Ah, the age-old question. (Or, at least, the decades-old question.) Should public libraries continue to be a safe haven for readers and students who long for quiet? Or should the public embrace what many libraries are currently striving for–a building where the community gathers, babies and children and teens engage in educational activities, and sometimes it gets a bit loud? Personally, I love a loud library. It feels vibrant and full of life to me, and it gives me hope to think that people looking for educational activities and resources can still find them there, free of cost. But Karen MacPherson’s article “It’s Okay for Libraries to Be Loud! Take It from Me, a Librarian” generated many comments that were less accepting of noise in the library. And I could not help but wonder if some comments were missing the point, or if some of the complainers had been in a library recently.

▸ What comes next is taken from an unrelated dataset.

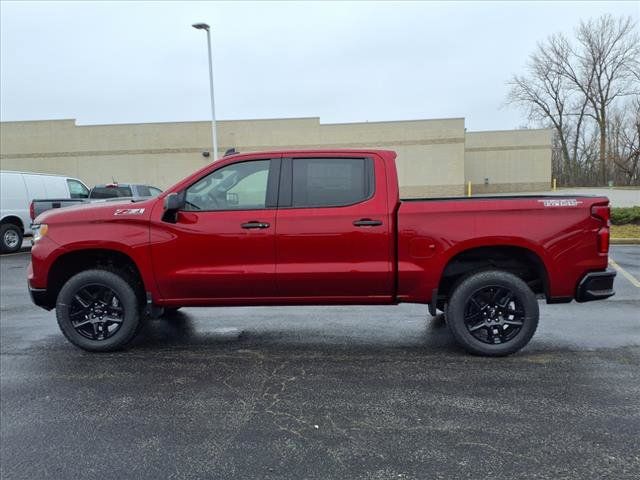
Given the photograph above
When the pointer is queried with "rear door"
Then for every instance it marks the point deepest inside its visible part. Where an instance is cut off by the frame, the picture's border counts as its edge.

Certainly I have heard a fair number of library patrons complain about noise and even witnessed a patron shushing the librarians (a story MacPherson also shares, which some commenters believed to have been fabricated). The idea seems to be that these individuals had grown up with a quiet library where the workers literally did, “Shush!” patrons, and so that is the way the library must always remain. The comments in the article, however, go farther, opining generally about the decline of society, how the library is not free babysitting, how children must be taught to be silent in social situations, and how nobody wants to see or hear misbehaving children. But…that’s not what MacPherson’s article talks about.
MacPherson’s celebration of noise in the library specifically discusses story time, early literacy initiatives, and other children’s learning programs. If it gets loud in these sessions, that is assuredly either because well, there are a lot of children there, and it’s not actually that easy to tell a baby or a toddler to just stop crying already because the patron over there is giving you dirty looks. Or because learning currently is all about actively engaging the learners in the process through hands-on activities and multi-sensory activities. Story time is not what I have seen in movies–a librarian intoning a book for ten minutes while children listen breathlessly. It’s all about getting the children to respond to questions, getting them engaged with music and movement, and maybe ending with a series of stations with hands-on learning activities. Something like that is going to “loud” even if everyone is “well behaved” because a few people talking at the same time (even in low tones) naturally generates noise.

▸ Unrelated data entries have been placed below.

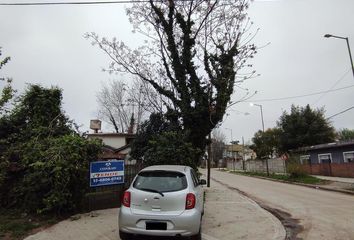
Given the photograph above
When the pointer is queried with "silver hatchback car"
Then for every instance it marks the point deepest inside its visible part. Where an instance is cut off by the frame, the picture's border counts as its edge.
(164, 200)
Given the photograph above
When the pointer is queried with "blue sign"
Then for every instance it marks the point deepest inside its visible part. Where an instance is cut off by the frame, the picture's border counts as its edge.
(106, 173)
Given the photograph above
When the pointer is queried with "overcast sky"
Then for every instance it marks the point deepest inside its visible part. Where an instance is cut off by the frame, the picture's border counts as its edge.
(47, 46)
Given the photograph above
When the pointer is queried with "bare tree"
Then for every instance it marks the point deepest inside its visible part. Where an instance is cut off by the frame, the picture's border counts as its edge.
(194, 50)
(118, 102)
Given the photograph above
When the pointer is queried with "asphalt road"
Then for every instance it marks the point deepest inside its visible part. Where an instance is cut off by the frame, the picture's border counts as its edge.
(228, 216)
(322, 214)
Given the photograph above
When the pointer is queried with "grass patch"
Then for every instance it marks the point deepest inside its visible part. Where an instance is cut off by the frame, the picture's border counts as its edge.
(16, 225)
(285, 177)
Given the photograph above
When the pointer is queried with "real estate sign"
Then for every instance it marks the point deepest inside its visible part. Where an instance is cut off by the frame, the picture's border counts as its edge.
(108, 172)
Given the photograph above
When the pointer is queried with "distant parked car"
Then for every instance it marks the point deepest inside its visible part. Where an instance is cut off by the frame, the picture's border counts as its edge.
(164, 200)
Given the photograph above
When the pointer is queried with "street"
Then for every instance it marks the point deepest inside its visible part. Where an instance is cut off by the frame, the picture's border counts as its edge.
(322, 214)
(228, 216)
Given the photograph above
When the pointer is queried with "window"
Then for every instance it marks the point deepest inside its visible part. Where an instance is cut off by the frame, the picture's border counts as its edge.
(194, 178)
(348, 156)
(162, 181)
(325, 158)
(305, 159)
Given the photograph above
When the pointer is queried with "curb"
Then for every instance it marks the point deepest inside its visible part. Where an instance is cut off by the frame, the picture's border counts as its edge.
(302, 184)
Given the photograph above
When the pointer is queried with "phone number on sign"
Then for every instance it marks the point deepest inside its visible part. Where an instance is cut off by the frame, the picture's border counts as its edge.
(110, 179)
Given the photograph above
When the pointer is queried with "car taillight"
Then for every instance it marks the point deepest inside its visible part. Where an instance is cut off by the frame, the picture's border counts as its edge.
(126, 199)
(190, 201)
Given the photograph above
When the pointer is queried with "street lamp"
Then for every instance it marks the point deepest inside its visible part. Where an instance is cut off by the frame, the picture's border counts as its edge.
(260, 106)
(350, 54)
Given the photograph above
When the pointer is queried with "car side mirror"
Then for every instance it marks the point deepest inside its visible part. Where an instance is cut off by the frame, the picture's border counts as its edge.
(202, 182)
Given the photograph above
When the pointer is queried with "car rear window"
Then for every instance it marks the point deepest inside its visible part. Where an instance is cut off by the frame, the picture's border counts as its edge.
(162, 181)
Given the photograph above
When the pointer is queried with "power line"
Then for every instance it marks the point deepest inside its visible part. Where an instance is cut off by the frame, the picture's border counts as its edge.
(72, 3)
(333, 86)
(346, 110)
(301, 96)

To me, people gathered in a public area for a shared activity is not the same as randomly generated noise–which is what many advocates of the quiet library seem to equate it with. The sound of people engaged in a book discussion, children answering questions, or teens making friends while they make a craft or attempt a STEM activity, to me, hardly seems nefarious or like the end of society. It’s certainly not poor behavior. It is, to me, welcome noise, a sign that, at the very least, some of these children and teens have found a safe space to meet afterschool, a place where they can engage in constructive activities and build positive relationships with their peers.
And, indeed, noise from these programs in most cases should not be as large an issue as one might suppose. Most libraries today have separate meeting rooms for such programs, so those not participating do not need to see or hear it at all. Those buildings that do not–perhaps smaller one-room libraries–at the very least separate the room into children’s and teen sections, so adults who want to read in quiet can sit farther away. And that’s why I wonder how many of those longing for the days of shushing have, well, actually been in a library recently. Most libraries really are trying to do their best to have different spaces for different needs.
Even a bunch of kids talking or (heaven forbid!) some pre-teens and teens hanging out is hardly the nadir of civilization, however. I think sometimes children and especially teens are viewed negatively by a certain segment of the adult population and normal behavior for those age groups is seen as rule breaking. But there is surely a difference between a group of teens actively wreaking havoc and a group of friends who sometimes get a bit loud because they are having fun together. I have heard librarians complain that teens were laughing in the library. Somehow this seems to have been viewed as more transgressive than the adults who take loud phone calls or get into arguments. The librarians will, as far as I can tell, intervene more often when teens get a bit loud than they will when adults get loud–which says more about their attitude towards teens than it says about any actual library policy on noise.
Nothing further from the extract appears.